When this is `false`, branches that only apply to parsing JSX are removed.

```zig
 comptime is_jsx_enabled: bool,
```

This is only used for application code when generating `node_modules.jsb`. This skips the visiting pass. It reduces parsing time by about 30%, but the source code cannot be printed without visiting. It's only useful for scanning `import` and `require`.

```zig
 comptime only_scan_imports_and_do_not_visit: bool,
```

At runtime, Speedy chooses the appropriate JavaScript parser to use based on the `loader`. In practical terms, this moves all the branches checking whether a parsing step should be run from inside several tight loops to just once, before parsing starts.

#### Max out per-process file handle limit automatically, leave file handles open.

**Performance impact: +5%**

It turns out, lots of time is spent opening and closing file handles. This is feature flagged off on Windows.

This also enabled a kqueue-based File System watcher on macOS. FSEvents, the more common macOS File System watcher uses kqueue internally to watch directories. Watching file handles is faster than directories.
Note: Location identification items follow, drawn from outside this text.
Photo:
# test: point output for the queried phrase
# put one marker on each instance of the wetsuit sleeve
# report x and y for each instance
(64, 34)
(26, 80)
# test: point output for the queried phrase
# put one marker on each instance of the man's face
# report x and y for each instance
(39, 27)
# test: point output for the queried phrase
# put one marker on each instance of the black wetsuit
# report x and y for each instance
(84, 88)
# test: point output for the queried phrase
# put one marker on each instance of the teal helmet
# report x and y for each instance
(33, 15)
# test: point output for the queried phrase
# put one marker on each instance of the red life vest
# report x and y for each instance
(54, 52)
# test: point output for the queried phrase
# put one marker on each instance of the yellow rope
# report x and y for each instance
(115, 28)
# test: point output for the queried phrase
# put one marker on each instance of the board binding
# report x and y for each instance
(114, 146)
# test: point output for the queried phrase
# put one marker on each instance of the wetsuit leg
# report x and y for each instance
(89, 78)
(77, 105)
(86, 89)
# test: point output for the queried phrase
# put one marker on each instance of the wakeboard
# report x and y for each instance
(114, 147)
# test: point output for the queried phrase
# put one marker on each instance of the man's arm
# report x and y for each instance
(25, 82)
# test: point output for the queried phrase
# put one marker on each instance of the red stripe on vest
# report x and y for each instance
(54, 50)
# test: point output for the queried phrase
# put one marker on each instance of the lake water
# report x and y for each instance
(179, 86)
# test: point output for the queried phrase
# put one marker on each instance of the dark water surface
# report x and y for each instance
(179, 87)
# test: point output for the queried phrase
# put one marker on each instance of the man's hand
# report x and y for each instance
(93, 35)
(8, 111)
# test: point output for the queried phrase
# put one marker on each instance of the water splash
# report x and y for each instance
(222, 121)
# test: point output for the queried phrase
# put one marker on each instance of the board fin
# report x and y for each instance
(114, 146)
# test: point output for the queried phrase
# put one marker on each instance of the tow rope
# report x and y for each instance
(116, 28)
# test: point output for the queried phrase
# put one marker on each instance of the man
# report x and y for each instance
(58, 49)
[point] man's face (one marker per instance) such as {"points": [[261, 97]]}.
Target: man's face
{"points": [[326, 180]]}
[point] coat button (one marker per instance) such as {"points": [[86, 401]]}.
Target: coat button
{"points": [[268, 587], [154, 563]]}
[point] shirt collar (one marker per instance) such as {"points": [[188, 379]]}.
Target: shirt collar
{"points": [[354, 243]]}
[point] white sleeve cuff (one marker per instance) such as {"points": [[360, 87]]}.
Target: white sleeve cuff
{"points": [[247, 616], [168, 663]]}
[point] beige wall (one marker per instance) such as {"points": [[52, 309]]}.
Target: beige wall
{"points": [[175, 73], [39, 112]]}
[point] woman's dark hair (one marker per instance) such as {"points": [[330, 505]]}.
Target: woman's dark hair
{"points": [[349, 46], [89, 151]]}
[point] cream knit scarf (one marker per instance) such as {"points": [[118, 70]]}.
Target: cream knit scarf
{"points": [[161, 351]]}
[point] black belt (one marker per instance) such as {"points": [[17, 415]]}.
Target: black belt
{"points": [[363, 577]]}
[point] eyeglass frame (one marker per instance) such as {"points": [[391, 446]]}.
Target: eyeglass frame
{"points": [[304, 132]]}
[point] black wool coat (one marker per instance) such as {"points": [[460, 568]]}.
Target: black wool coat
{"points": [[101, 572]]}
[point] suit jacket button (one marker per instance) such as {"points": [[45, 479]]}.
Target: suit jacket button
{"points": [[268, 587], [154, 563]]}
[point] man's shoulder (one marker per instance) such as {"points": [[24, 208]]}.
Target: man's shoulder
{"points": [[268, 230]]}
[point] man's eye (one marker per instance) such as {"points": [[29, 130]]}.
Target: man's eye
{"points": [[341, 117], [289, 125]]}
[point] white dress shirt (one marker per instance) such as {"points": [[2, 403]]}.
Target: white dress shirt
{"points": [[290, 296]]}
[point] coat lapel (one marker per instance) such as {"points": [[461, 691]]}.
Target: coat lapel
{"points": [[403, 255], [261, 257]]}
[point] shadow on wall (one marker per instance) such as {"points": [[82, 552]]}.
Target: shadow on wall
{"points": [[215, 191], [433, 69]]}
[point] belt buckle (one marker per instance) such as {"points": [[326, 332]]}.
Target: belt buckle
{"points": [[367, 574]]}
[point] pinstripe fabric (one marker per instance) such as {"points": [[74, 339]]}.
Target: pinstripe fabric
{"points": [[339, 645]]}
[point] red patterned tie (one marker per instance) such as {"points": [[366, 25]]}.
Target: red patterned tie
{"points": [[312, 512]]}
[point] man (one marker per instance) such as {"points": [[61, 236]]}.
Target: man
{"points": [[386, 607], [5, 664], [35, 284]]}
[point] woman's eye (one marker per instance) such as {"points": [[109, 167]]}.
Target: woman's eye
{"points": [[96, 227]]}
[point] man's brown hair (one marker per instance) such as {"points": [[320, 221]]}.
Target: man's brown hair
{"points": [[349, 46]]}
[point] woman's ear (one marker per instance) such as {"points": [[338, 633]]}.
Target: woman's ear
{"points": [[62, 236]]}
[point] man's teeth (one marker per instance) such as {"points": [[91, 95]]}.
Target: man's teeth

It was surprising to learn that none of the popular filesystem watchers for Node.js adjust the process ulimit, leaving many developers to deal with "too many open file handles" errors.

### Architecture

#### The Speedy Bundle Format

TODO: document

### Hot Module Reloading

Speedy's Hot Module Reloader uses a custom binary protocol that's around 8x more space efficient than other bundlers.

- File change notifications cost 9 bytes.
- Build metadata costs 13 bytes + length of the module path that was rebuilt + size of the built file.

For comparison, Vite's HMR implementation uses 104 bytes + length of the module path that was rebuilt (at the time of writing)

#### Instant CSS

When using `<link rel="stylesheet">`, Speedy HMR "just works", with zero configuration and without modifying HTML.

Here's how:

- On page load, CSS files are built per request
- When you make a change to a local CSS file, a file change notification is pushed over the websocket connection to the browser (HMR client)
- For the first update, instead of asking for a new file to build, it asks for a list of files that the file within the `<link rel="stylesheet">` imports, and any those `@import`, recursively. If `index.css` imports `link.css` and `link.css` imports `colors.css`, that list will include `index.css`, `link.css`, and `colors.css`.
- Preserving import order, the link tags are replaced in a single DOM update. This time, an additional query string flag is added `?noimport` which tells the Speedy CSS Scanner to remove any `@import` statements from the built CSS file.

While this approach today is fast, there are more scalable alternatives to large codebases worth considering (such as, a bundling format that supports loading individual files unbundled). This may change in the near future.